Comme vous pouvez vous y attendre, ce sont les trains « classiques » qui ont les notes les plus basses, avec un bonnet d’âne bien mérité pour le RER-Transilien, qu’on a du mal à souhaiter à son pire ennemi.
Après tout, c’est bien normal. Comme nous l’avons dit, tous les investissements depuis 50 ans sont allés au TGV, dont les prestations sont de plus en plus coûteuses sans être nécessairement à la hauteur du luxe que l’on pourrait attendre…
Quant à la « Flèche Rouge », elle est en phase de séduction, de même qu’un opérateur privé comme Transdev, sur la ligne Marseille-Nice. Mais qu’en sera-t-il d’ici quelques années ?
En effet, le train est un secteur très coûteux : l’entretien du service est considérable, la dégradation quotidienne des rames est une réalité, et les progrès techniques réclament des investissements pharaoniques.
Il y a donc toutes les chances pour que la situation change d’ici quelque temps…
Une fois la phase de séduction terminée, il n’est pas dit que les opérateurs privés assurent même le service public minimal.
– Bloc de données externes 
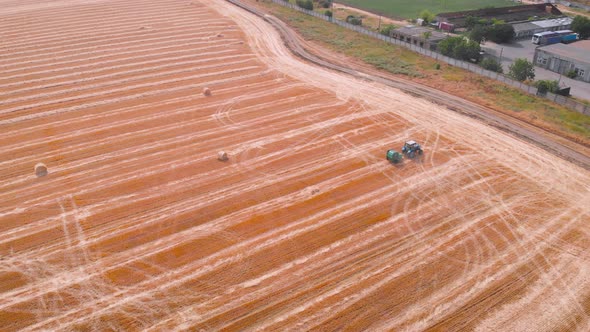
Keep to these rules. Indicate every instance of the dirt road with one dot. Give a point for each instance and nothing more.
(138, 226)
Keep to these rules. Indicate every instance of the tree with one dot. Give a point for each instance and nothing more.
(500, 33)
(386, 29)
(544, 86)
(581, 25)
(492, 65)
(471, 22)
(324, 3)
(460, 48)
(467, 50)
(427, 16)
(521, 70)
(447, 45)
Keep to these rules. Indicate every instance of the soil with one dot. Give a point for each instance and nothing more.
(138, 226)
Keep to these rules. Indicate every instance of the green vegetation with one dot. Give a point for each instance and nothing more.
(491, 64)
(544, 86)
(408, 9)
(460, 48)
(427, 16)
(500, 33)
(400, 61)
(386, 30)
(521, 70)
(305, 4)
(581, 25)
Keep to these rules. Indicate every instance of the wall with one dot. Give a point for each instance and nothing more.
(571, 104)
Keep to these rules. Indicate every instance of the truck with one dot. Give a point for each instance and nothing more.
(554, 37)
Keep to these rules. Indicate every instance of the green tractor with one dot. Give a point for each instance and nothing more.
(394, 157)
(412, 149)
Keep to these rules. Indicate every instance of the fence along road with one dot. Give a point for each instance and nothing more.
(564, 101)
(557, 145)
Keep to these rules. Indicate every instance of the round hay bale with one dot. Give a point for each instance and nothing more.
(40, 170)
(222, 156)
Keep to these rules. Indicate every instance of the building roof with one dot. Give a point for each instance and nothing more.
(542, 24)
(540, 8)
(418, 32)
(554, 22)
(579, 51)
(526, 26)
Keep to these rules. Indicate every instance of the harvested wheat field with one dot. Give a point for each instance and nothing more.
(136, 225)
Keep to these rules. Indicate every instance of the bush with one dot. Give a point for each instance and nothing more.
(500, 33)
(521, 70)
(544, 86)
(305, 4)
(478, 33)
(460, 48)
(324, 3)
(354, 20)
(571, 73)
(492, 65)
(386, 30)
(427, 16)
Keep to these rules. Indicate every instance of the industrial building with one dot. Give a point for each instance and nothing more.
(525, 30)
(564, 58)
(508, 14)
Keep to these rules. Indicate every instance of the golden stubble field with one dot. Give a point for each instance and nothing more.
(138, 226)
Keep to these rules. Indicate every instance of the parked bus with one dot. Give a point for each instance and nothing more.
(553, 37)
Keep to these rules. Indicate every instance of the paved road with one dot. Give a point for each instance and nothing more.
(526, 49)
(560, 146)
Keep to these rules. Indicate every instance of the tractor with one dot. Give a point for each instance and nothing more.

C’est-à-dire la desserte des petites gares et l’accès de la mobilité à ceux qui en ont le plus besoin pour travailler, et qui n’ont pas assez pour prendre la voiture…
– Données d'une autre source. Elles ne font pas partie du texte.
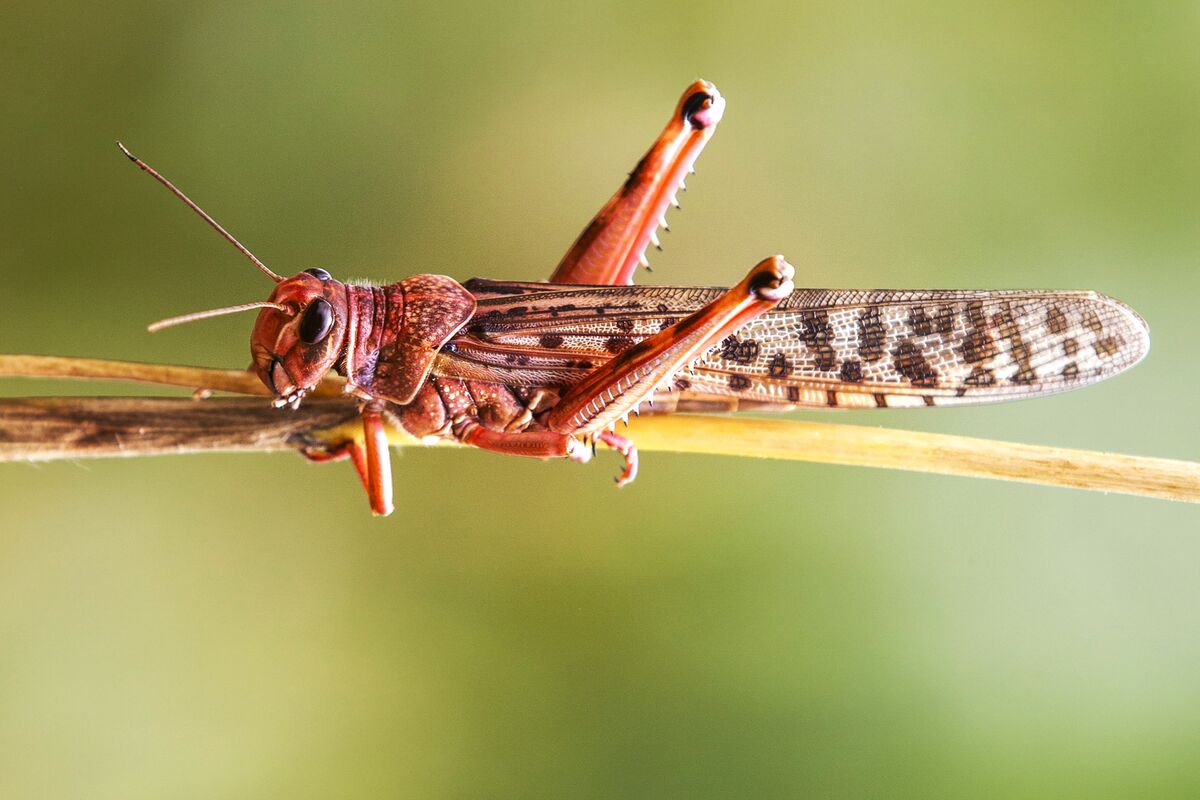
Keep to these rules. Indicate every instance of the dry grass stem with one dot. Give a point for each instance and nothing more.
(45, 428)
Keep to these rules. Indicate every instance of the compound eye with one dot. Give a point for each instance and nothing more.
(316, 322)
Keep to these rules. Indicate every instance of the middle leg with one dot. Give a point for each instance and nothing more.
(613, 390)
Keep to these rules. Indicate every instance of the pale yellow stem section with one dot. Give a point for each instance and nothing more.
(751, 437)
La SNCF peut-elle mieux faire ?
En tout cas, puisqu’elle est apparemment indissociable de l’entretien du réseau (SNCF Réseau), la société nationale ne va pas disparaître, elle doit donc s’adapter à la concurrence comme la Poste l’a fait…
Cela s’est traduit récemment par la fin d’un certain laxisme, particulièrement du point de vue du niveau sonore.
En effet, tout récemment, un usager qui écoutait une vidéo sans écouteurs a écopé d’une amende de 200€, ce qui est bien normal, tant cette pratique est significative d’un mépris des règles élémentaires du savoir-vivre[4].
L’amende était initialement de 50€, mais l’usager a refusé de la régler. Il y a donc eu un surplus. Toutefois, on voit que ce type de sanction tend à se multiplier.
Certes, il y a un risque d’abus, mais il faut aussi voir que la surenchère des prix du train n’est pas étrangère à la volonté d’échapper à la généralisation de l’incivisme. Enfin, il faut croire, la SNCF commence à y retrouver son intérêt.
Et vous, qu’en pensez-vous ? Prenez-vous encore le train, et si oui, comment ? j’ai hâte de vous lire.
Louis Volta
J’aime bien prendre le train,mais j’ai remarqué la dégradation des trains non TGV,et le prix, toujours en augmentation.
Et,il y a des endroits, où les gares ont fermées.
Il était temps de faire quelque chose; cela devient insupportable cette incivilité dans le train: téléphone, musique, discussions animées, des parents qui ne font rien pour calmer les cris des enfants.
Merci pour cet article! J’adore le train mais je ne le prends plus depuis plusieurs années car les gares près de chez moi ont fermé et le prix a augmenté considérablement. Si on rajoutait des lignes et qu’on revenait à des tarifs plus raisonnables, je le prendrai plusieurs fois par semaine sans hésiter!
en Italie il y a la concurrence pour la grande vitesse: Freccia Rossa e Italo. La concurrence exige de la part des 2 compagnies de donner le meilleur service.